In the case of Virginia’s MainStreet Bank, it outsources core processing to Jack Henry & Associates, but retains in-house design and control of some cash management functions, including lockbox and escrow management, according to CEO Jeff Dick.

Feinberg says that as cash management products become increasingly commoditized, smaller banks are focusing on service quality as way to differentiate themselves from the largest banks. Some are focusing on niche markets that allow them to offer deep industry expertise to their customers, such as providing lockbox services for health care providers.

Kasik echoes this, saying he has seen a trend toward segmentation where banks narrowly market their cash management offerings to veterinary clinics or apartment rental companies.

The smaller institutions are really focusing on the weaknesses of the larger institutions—such as nickel- and dime-ing customers for every little service—and using those weaknesses to their advantage, says ViewPoint Bank’s Marshall. Good service makes good business sense: “Small businesses, depending on their services, can be just as profitable as the mid-market and corporates,” she says.

One value-added service ViewPoint offers to business customers is free seminars on business topics where the bank gets a chance to pitch cash management services not only to the businesses themselves, but to their customers as well.

Bremer Bank also counts servicing as a key differentiator in its cash management offering. The bank competes with banks such as US Bank and Wells Fargo as well as small community banks that are becoming more aggressive about going after the business banking market.

“We really focus on the servicing of these cash management products.
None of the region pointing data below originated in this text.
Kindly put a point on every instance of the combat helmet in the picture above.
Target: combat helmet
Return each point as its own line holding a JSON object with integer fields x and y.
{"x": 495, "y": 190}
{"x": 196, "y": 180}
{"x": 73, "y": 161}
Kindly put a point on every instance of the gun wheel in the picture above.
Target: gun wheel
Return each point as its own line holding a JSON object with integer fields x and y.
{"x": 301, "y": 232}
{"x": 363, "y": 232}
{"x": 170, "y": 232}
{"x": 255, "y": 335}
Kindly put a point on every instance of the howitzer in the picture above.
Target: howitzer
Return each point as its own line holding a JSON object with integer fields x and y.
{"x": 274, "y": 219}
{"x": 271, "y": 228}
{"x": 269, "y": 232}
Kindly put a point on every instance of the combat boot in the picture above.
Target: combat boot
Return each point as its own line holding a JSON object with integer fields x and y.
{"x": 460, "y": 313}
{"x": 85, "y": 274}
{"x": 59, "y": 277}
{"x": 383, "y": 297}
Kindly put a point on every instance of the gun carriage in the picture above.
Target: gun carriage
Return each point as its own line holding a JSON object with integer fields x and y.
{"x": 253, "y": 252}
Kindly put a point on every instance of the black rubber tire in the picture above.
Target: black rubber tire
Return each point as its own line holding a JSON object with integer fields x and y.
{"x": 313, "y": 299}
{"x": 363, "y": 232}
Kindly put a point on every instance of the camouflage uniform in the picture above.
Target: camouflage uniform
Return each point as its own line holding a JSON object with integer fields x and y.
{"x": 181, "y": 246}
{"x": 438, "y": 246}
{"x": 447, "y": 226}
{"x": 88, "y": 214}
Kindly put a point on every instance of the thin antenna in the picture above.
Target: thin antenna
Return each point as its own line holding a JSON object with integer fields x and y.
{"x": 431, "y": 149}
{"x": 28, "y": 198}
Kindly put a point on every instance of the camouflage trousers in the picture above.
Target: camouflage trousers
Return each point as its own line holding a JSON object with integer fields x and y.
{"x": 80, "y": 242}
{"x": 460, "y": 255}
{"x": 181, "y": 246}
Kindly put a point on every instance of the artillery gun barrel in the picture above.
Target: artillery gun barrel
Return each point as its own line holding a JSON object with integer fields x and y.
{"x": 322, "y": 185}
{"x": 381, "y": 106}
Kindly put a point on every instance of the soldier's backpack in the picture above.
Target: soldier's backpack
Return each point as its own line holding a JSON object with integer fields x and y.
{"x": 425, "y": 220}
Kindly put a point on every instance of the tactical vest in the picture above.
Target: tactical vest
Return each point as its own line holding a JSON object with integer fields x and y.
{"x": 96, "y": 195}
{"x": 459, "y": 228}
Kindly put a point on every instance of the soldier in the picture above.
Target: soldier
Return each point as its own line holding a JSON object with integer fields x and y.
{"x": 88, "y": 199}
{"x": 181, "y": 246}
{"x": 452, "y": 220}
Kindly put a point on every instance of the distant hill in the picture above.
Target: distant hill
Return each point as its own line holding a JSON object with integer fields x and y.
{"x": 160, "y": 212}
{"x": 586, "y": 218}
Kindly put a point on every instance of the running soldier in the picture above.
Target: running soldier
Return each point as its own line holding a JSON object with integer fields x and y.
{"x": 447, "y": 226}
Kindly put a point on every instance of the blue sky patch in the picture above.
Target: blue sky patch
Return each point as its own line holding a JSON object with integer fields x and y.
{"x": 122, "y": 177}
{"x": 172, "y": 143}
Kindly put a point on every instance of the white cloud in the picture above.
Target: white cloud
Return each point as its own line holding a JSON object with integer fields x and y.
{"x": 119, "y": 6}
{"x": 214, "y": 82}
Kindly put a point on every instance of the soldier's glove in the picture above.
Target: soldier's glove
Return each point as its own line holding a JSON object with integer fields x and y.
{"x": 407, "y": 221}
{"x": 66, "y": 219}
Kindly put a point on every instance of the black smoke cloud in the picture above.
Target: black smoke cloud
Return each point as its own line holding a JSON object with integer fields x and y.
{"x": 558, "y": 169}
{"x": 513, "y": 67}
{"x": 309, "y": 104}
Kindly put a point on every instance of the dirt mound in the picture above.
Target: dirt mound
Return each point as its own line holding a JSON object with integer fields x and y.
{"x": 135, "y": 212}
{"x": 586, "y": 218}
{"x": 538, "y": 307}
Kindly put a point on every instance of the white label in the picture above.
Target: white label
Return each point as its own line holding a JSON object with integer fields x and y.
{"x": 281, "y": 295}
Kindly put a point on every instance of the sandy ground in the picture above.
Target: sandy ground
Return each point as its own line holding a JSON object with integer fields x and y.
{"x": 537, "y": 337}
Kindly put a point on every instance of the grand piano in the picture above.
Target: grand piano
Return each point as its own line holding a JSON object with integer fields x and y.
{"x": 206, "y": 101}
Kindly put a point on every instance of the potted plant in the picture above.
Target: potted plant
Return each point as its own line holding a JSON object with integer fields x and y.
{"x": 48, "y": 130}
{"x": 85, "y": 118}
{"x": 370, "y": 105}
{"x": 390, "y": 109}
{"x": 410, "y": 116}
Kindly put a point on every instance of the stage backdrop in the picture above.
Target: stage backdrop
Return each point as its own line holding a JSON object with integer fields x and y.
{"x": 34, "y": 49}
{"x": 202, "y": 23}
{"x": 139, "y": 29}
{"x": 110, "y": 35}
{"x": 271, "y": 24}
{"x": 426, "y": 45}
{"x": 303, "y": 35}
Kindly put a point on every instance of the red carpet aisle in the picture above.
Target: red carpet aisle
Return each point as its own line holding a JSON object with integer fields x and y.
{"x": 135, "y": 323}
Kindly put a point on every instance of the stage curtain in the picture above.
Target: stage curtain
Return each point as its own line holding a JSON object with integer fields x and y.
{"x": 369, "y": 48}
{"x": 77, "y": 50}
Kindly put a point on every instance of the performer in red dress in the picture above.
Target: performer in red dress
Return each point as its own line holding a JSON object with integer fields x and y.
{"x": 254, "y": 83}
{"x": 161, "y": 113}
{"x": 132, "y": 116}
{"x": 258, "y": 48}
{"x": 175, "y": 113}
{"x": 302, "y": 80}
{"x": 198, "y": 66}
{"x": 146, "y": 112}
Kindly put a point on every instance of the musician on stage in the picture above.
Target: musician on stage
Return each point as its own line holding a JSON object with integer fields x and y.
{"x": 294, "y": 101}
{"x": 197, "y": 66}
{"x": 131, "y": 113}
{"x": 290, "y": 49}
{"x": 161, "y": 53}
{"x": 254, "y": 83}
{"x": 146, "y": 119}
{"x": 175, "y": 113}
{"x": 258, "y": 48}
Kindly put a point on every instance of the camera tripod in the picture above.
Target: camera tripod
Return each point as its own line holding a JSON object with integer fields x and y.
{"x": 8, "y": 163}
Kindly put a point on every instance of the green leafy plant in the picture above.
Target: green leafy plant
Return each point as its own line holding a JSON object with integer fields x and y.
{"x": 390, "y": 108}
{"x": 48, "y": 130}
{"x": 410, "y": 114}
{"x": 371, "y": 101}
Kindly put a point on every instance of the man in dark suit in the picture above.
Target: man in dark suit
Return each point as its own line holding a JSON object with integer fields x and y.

We don’t want to compete always on price—that’s not our niche and not our market,” says Downhour. “Part of our strength is that we offer a full line of services.”

Shift to electronic payments helps
Payments are becoming an increasingly important component of cash management solutions as paper checks are replaced with ACH transactions, wire transfers, and card payments. Indeed, CM services can help banks stay competitive in the payments arena where nonbank players have grown increasingly aggressive (see cover story, p. 25).

Downhour explains that a few years ago Bremer Bank started analyzing its revenue and determined that much of it was derived from paper-based products. The bank has created a payments group and is making a conscious effort to replace that paper-based revenue with revenue from electronic products.

“Smaller banks are looking at electronic payments as another way to compete since they don’t need a big infrastructure to process high volumes of corporate payments,” explains Feinberg. Yet for some of their customers in the global environment that need sophisticated international cash management, small banks are trying to figure out how to compete, she says. Do they partner with Canadian or European banks? Do they rely on correspondent banks?

Few things are easy, but it’s clear from the success of several small and midsize banks that cash management—and winning customers—is worth the effort. BJ

A different approach to deposit capture 

Although not specifically marketed as a cash management product, Wincor Nixdorf USA is rolling out bulk check deposit ATMs that allow consumers or businesses to deposit up to 50 checks at the same time without using deposit envelopes. Wells Fargo has installed approximately 700 of these machines, says Alan Walsh, vice-president of banking for Wincor Nixdorf USA, Austin, Tex. Walsh cites after-hours convenience, real-time access to deposited funds, and receiving an imaged receipt of the deposited checks as key advantages to business customers.

Banks benefit from reduced costs. Walsh estimates the cost of processing a deposit envelope transaction made at a regular ATM to be $1.70, compared with $.40 at the bulk deposit ATM. Because the ATM images the check as it’s deposited, fraud from empty deposit envelopes is eliminated. This fraud costs the banking industry up to $1.5 billion each year, according to Wincor Nixdorf.